Zurich saw an opportunity to engage and change perceptions via different social media platforms through our Zurich HelpPoint Advocate campaign, which puts our industry knowledge at the fingertips of insurance customers worldwide. Take hurricane season, for instance. When a storm is approaching, insurance customers may have questions about how to best secure their property, but may not have the time to read a white paper. Or after impact, customers may need to know what number to call to report a claim and may not have immediate access to their documents to look it up. Zurich HelpPoint Advocate filters relevant, objective and timely information from industry leaders and risk management professionals to the people in easy-to-digest bites. Zurich HelpPoint Advocate launched a Twitter handle (@HlpPntAdvocate), a YouTube channel, and a Facebook page to connect insurance customers, industry specialists, media and other interested parties already active in social media. We also launched the ZurichNAnews Twitter handle to relay news about our North American operations and risk management tools in real time.
Maguire: PHLY would like to capitalize on the various social media platforms and is undergoing studies to determine the best products and groups. We are also looking at other value that can be garnered from the social media revolution and finding that brand awareness and employee recruiting offer the most benefits at this time.
Are you seeing any industries or areas of business that you think will grow in 2011?
Szerlong: We believe that healthcare, professional services, technology and education are essential industries that are already shaking off the impact of the recession. Construction, architecture & design, commercial real estate and retail continue to be challenged. Even in these industries, though, exposures seem to be stabilizing and prospects are improving.

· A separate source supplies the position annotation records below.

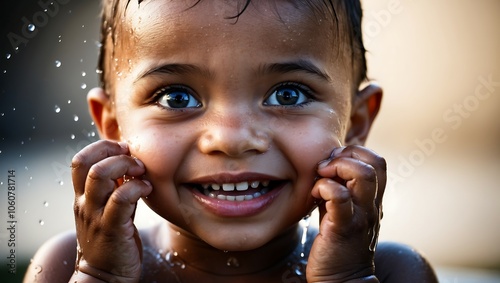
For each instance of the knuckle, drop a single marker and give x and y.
(78, 161)
(380, 163)
(369, 173)
(97, 172)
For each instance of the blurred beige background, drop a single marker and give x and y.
(439, 127)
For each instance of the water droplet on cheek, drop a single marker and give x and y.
(233, 262)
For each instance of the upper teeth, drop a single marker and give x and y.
(242, 186)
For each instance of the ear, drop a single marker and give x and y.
(103, 114)
(365, 108)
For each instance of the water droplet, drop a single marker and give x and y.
(299, 269)
(305, 222)
(173, 260)
(233, 262)
(38, 269)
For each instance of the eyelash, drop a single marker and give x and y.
(171, 89)
(303, 89)
(307, 91)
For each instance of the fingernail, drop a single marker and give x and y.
(322, 164)
(336, 151)
(148, 183)
(123, 145)
(139, 162)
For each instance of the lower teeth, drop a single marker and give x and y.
(236, 198)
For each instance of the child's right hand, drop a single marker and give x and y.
(109, 245)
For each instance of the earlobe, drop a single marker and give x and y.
(364, 111)
(103, 114)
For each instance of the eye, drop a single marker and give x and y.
(176, 98)
(289, 94)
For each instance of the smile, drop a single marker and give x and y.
(242, 191)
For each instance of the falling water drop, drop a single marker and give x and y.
(173, 260)
(305, 222)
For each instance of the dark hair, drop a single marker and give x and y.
(348, 31)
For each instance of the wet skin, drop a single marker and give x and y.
(199, 102)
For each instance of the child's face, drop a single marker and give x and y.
(203, 100)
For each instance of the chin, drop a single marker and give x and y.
(231, 240)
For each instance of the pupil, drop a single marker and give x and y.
(178, 100)
(287, 97)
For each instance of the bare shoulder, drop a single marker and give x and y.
(396, 262)
(54, 261)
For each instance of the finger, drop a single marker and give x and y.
(337, 209)
(121, 205)
(90, 155)
(101, 179)
(360, 178)
(370, 157)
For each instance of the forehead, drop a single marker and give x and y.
(179, 30)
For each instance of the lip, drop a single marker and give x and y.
(227, 208)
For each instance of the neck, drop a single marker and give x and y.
(185, 248)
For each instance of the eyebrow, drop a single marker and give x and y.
(176, 69)
(295, 66)
(285, 67)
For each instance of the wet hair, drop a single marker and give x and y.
(346, 14)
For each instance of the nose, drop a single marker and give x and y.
(234, 134)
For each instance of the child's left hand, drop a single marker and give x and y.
(350, 187)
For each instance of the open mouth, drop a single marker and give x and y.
(242, 191)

Rheel: Despite the market pressures in North America, Zurich sees opportunities for growth in a number of targeted areas, including energy. We have a strong presence in various sectors of the energy industry including mining, oil and gas, utilities, power generation and alternative energy. We are committed to expanding our presence in the U.S. energy insurance market in 2011.
Another area for growth is in our manufacturing business. We understand the unique needs manufacturers face in today's challenging environment and have created products to help Manufacturers proactively reduce costs by mitigating risks and coverage gaps.

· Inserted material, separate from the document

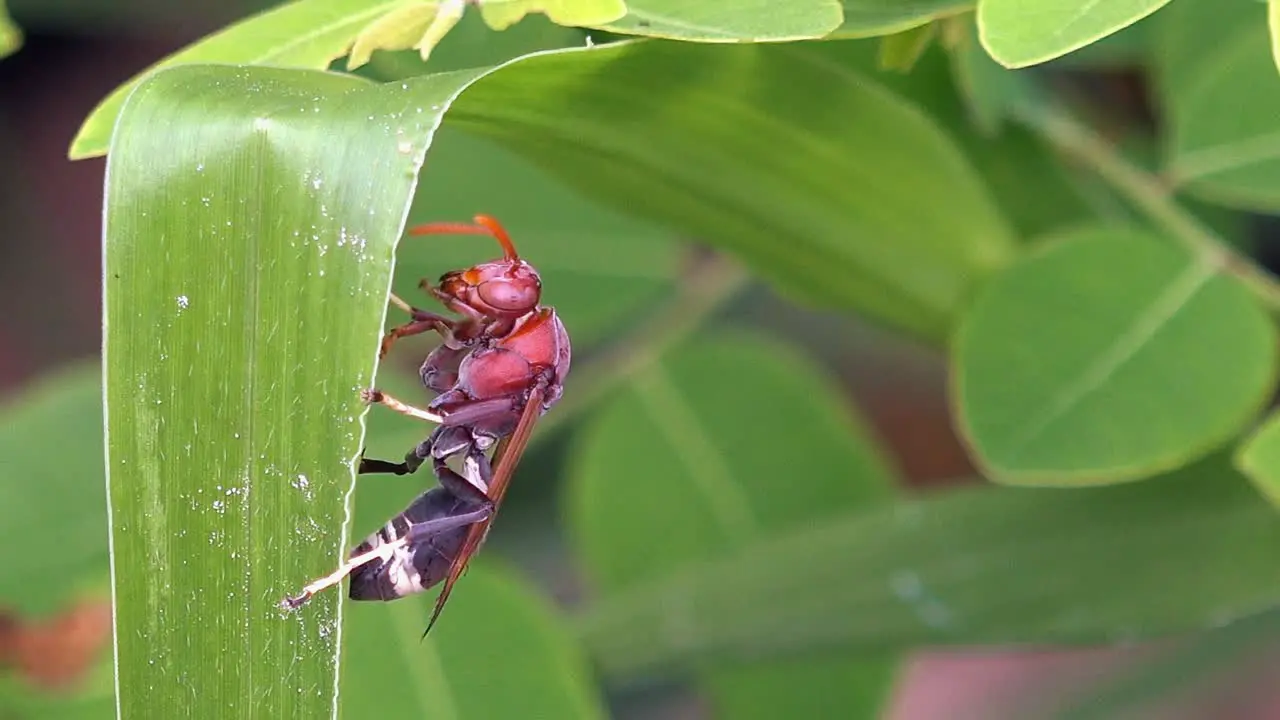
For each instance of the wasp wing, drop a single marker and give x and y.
(506, 458)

We believe there is an opportunity to grow our international business, as we continue to see U.S.-based companies entering foreign markets or expanding in international markets where they already conduct business.
Plus, the risk landscape internationally is evolving very rapidly.

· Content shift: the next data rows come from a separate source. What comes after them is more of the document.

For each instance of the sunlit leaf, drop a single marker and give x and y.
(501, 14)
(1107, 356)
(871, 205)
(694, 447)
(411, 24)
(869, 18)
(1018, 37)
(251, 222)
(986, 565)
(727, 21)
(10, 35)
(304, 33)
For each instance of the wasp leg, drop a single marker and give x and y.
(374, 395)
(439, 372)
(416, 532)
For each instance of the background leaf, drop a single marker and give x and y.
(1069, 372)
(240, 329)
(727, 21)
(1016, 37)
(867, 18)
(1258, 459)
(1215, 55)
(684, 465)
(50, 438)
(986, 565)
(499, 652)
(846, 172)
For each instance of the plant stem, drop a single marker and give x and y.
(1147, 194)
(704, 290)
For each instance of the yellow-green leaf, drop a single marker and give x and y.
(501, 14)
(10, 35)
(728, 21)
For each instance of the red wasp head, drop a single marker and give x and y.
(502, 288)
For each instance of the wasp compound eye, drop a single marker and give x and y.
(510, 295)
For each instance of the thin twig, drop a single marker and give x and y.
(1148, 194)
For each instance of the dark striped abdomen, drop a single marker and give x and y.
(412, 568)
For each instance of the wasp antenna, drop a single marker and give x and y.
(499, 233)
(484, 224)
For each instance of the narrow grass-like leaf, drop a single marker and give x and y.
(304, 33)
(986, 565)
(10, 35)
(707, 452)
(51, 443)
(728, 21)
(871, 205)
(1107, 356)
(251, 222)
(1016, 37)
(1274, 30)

Customers are asking for insurance offerings that not only cover their foreign exposures, but also help them better understand those exposures.
Zurich has been working around the world for more than a century and understands how to navigate risks in the global landscape.
Even though the challenges and pressures in the North America market have not let up, Zurich sees numerous growth opportunities in various sectors of the market. Energy, manufacturing and international are just three of the many areas where we see opportunities and we will be placing focus on in 2011.
Maguire: Per my earlier answer, growth will be hard to find next year. Companies that are growing will probably be making a mistake.
Where will companies see profits in 2011?
Szerlong: We expect that the specialty side of the business will continue to deliver profitable results. On the other hand, profit margins in virtually all lines are being compressed by the prolonged soft market, which we believe will persist into 2011. We also believe that calendar year loss ratios for the industry will deteriorate with less favorable reserve releases from older accident years. Overall, we expect to see companies protecting their margins in their best performing lines, accepting lower retention in challenging areas and focusing on opportunistic growth.
Maguire: See my response to the first question.